La nuova impostazione
A seguito delle contestazioni generate da questa interpretazione l'Inps con la Circolare 180/2017, su espressa richiesta del Ministero del Lavoro, corregge il tiro specificando, in coerenza con i principi generali in materia previdenziale, che anche i periodi di contribuzione volontaria, di contribuzione figurativa per eventi fuori dal rapporto di lavoro dipendente del settore privato e di riscatto non correlato ad attività lavorativa sono utili allorquando, congiuntamente ai periodi di contribuzione effettiva come dipendente privato, consentano di raggiungere il requisito di anzianità contributiva richiesta (35/36 anni per gli uomini e 20 anni per le donne) per conseguire la prestazione in parola.

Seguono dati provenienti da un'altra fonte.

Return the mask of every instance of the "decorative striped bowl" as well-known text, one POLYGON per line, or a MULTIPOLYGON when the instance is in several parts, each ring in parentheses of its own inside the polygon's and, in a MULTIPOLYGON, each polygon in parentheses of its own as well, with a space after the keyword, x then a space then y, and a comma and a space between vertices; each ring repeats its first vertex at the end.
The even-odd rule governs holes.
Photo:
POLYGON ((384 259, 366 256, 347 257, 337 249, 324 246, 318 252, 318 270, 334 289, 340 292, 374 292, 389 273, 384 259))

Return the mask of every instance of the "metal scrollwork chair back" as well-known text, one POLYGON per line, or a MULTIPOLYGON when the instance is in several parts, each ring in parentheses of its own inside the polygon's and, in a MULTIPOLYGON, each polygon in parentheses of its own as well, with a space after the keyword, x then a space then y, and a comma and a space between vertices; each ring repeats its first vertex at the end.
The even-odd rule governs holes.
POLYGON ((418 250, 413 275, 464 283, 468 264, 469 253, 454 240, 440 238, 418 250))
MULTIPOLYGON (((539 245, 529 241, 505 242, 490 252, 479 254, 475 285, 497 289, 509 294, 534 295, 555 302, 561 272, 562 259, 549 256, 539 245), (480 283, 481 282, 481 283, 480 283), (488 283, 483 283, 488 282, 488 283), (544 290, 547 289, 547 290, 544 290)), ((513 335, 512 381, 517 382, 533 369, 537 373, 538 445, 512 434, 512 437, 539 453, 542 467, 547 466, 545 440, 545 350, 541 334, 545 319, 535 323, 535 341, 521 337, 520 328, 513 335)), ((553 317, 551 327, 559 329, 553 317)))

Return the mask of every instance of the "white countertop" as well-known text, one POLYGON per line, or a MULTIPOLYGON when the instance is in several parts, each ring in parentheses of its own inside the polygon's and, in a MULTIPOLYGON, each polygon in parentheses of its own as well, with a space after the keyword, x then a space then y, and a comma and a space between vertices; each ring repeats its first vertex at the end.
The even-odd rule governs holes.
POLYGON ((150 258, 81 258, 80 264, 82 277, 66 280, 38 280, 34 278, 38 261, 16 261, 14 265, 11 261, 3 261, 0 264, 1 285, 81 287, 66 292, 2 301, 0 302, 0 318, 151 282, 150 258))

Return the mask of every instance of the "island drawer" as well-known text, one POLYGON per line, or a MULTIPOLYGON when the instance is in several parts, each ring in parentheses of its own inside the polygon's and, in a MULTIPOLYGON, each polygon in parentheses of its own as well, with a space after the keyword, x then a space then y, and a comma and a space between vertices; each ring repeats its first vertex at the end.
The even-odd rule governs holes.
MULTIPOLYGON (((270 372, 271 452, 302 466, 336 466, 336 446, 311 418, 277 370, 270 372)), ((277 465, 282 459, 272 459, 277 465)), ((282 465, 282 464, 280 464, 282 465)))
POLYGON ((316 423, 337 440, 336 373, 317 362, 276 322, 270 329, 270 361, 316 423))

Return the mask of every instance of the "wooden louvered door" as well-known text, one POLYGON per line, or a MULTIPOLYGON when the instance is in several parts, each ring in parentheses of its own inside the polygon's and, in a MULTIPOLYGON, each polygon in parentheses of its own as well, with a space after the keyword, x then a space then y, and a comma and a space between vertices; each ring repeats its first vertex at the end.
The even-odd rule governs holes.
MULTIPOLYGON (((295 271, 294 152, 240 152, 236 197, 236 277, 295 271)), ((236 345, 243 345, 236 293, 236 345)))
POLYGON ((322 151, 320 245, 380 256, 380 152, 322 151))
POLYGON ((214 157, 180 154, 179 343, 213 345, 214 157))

Il vantaggio di questa semplificazione è evidente. Si pensi ad una lavoratrice dipendente del settore privato nata nel 1952, disoccupata al 28.12.2011 e con 20 anni di contributi al 31.12.2012 di cui 18 derivanti da lavoro effettivo dipendente e il restante periodo coperto da contribuzione figurativa da disoccupazione o da contribuzione volontaria o dal riscatto di un evento di maternità al di fuori del rapporto di lavoro o di un corso di studi. La lavoratrice non ha potuto godere neanche delle operazioni di salvaguardia pensionistica perchè dimessasi o licenziata prima del 2007.
In assenza di tale correttivo la lavoratrice non avrebbe potuto ottenere la pensione a 64 anni in quanto il maturato contributivo minimo (20 anni) non risulta perfezionato con la sola contribuzione obbligatoria di lavoro dipendente nel settore privato. A seguito del correttivo, invece, la lavoratrice potrà ottenere la prestazione pensionistica.
Le domande respinte
Resta solo da comprendere come saranno trattate le domande respinte. La decisione dell'Inps giunge, del resto, in ritardo di almeno un anno rispetto alle attese. Le coorti dei lavoratori nati nel 1952 hanno, infatti, maturato il requisito anagrafico di 64 anni e 7 mesi tra l'estate del 2016 e il 1° agosto 2017, dunque sicuramente il ritardo ha comportato la compressione del periodo di erogazione della prestazione pensionistica in un periodo variabile che va da pochi mesi ad oltre un anno.
Ebbene l'Inps ha indicato nella Circolare 196/2016 che su richiesta degli interessati, le domande di pensione definite in difformità ai criteri sopra esposti, con riferimento alle quali non si sia verificata la decadenza dall’azione giudiziaria prevista dall’articolo 47, comma 2, del D.P.R. n. 639 del 1970 - cioè che non siano trascorsi più di tre anni dalla scadenza dei termini per impugnare in via amministrativa la comunicazione di rigetto della domanda -, dovranno essere riesaminate e dovrà farsi luogo alla corresponsione, nei limiti della prescrizione (che è di cinque anni), dei ratei pregressi. Dunque per ottenere i ratei pregressi i lavoratori dovranno, comunque, produrre una apposita istanza di riesame/ricorso.